Дело в том, что любой биологический вид (и человек здесь не исключение) получает в наследство от предков полный набор разнообразных поведенческих программ. Инстинкт отнюдь не противоречит разуму. Рассудочная деятельность составляет как бы второй этаж поведения, она не игнорирует унаследованные программы, а плодотворно сотрудничает с ними. Если бы человек, как и все прочие животные, продолжал развиваться спокойно и неспешно, естественный отбор рано или поздно привел бы противоречивые программы в соответствие друг с другом. Лишнее было бы убрано, что-то – подчищено, и на выходе получился бы очередной биологический вид, идеально вписанный в среду.
Карту будня смазал стремительный социальный прогресс. Речь позволила надежно фиксировать в длинном ряду поколений ценные навыки, и критерием успеха популяции отныне стали не унаследованные с генами полезные признаки, а внегенетически передаваемая информация. Неторопливый отбор оказался в значительной степени не у дел, поневоле вынужденный плестись в хвосте скоропалительных социальных перемен. Сметанные на живую нитку многочисленные врожденные программы заработали хаотично и абы как, и такая лихорадочная зигзагообразная гонка в конце концов привела к тому, что проект Homo был спущен со стапелей эволюции в черновом, наспех набросанном варианте. Недоделки и недоработки стали его имманентной чертой, и этот первородный грех пребудет с нами уже навсегда. Таким образом, человек по крайней мере дважды маргинал: во-первых, он начал свой бег к зияющим высотам царя природы с обочины эволюции, а во-вторых, не единожды споткнулся о социальность, вынырнувшую внезапно, как черт из табакерки, и сбившую ему дыхание. Поэтому гордое имя Homo sapiens мы вправе заменить на скромное и неприметное Homo marginalis, каковое и вынесено на обложку этой книги. И если вы, уважаемый читатель, желаете побольше узнать о непростом и извилистом пути четвертичного примата в люди, вам эту книжку следует непременно прочесть.
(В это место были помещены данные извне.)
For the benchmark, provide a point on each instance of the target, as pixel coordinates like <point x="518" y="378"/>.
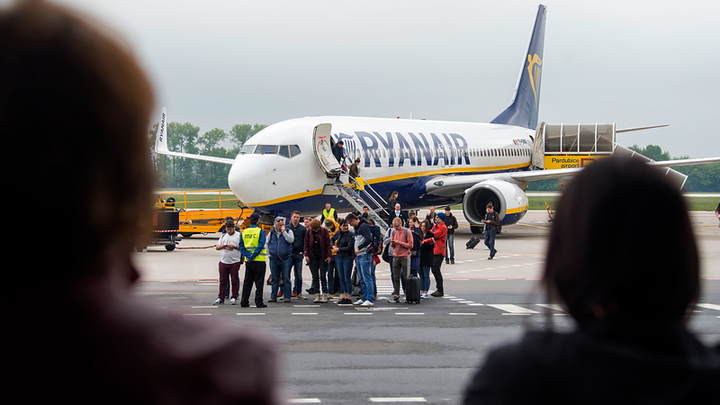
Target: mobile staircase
<point x="359" y="194"/>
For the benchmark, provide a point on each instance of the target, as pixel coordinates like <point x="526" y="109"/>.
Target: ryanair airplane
<point x="289" y="165"/>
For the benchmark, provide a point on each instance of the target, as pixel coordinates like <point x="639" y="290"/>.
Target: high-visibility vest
<point x="329" y="214"/>
<point x="251" y="238"/>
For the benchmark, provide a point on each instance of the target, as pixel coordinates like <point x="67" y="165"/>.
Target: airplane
<point x="288" y="166"/>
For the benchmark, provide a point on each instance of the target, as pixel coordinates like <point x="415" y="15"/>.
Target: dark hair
<point x="622" y="238"/>
<point x="95" y="104"/>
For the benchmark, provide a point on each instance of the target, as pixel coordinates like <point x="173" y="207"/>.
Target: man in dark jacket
<point x="298" y="231"/>
<point x="492" y="223"/>
<point x="451" y="223"/>
<point x="398" y="213"/>
<point x="279" y="249"/>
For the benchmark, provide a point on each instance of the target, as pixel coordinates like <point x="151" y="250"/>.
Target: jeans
<point x="450" y="245"/>
<point x="425" y="278"/>
<point x="344" y="269"/>
<point x="437" y="263"/>
<point x="401" y="268"/>
<point x="254" y="274"/>
<point x="230" y="271"/>
<point x="365" y="268"/>
<point x="414" y="265"/>
<point x="318" y="270"/>
<point x="280" y="268"/>
<point x="297" y="263"/>
<point x="332" y="275"/>
<point x="490" y="240"/>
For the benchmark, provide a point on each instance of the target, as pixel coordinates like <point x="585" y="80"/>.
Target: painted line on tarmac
<point x="511" y="309"/>
<point x="709" y="306"/>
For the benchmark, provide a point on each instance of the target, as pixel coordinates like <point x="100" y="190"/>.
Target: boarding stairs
<point x="359" y="194"/>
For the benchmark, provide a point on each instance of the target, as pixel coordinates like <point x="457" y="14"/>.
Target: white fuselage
<point x="396" y="155"/>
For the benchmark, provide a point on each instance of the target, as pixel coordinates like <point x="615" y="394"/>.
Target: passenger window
<point x="284" y="151"/>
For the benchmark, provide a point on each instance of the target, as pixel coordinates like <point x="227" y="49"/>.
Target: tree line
<point x="175" y="172"/>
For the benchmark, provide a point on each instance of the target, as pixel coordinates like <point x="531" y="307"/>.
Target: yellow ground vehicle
<point x="205" y="211"/>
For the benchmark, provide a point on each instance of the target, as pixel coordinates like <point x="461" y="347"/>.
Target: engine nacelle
<point x="509" y="201"/>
Но чтобы не заплутать ненароком на развилках эволюции, танцевать придется от печки.
1. Обыкновенный примат
Подавляющее большинство граждан загадочным образом упорно не желает происходить от обезьяны. Карикатурно похожий на человека примат вызывает у них отталкивание на подсознательном уровне. Но темные импульсы подсознания нельзя подавать к столу в натуральном виде, поэтому психика норовит облечь их в благопристойные одежды и только потом дает им путевку в жизнь. Отсюда и произрастают экстравагантные теории, возводящие род людской к неведомым инопланетянам или таинственной древней расе, населявшей нашу планету в незапамятные времена. А вот современный человек, оказывается, страшно деградировал и в подметки не годится своим далеким предкам, которые с помощью неведомых психополей умели творить самые настоящие чудеса. Небезызвестный уфимский офтальмолог всласть потрудился на этой делянке и выпустил в свет километры печатной продукции. Другой круг гипотез связывает становление человечества с некоей редкой мутацией, создавшей человека разумного буквально из ничего, как по мановению волшебной палочки. Большой популярностью пользуется также теория грандиозной геологической катастрофы.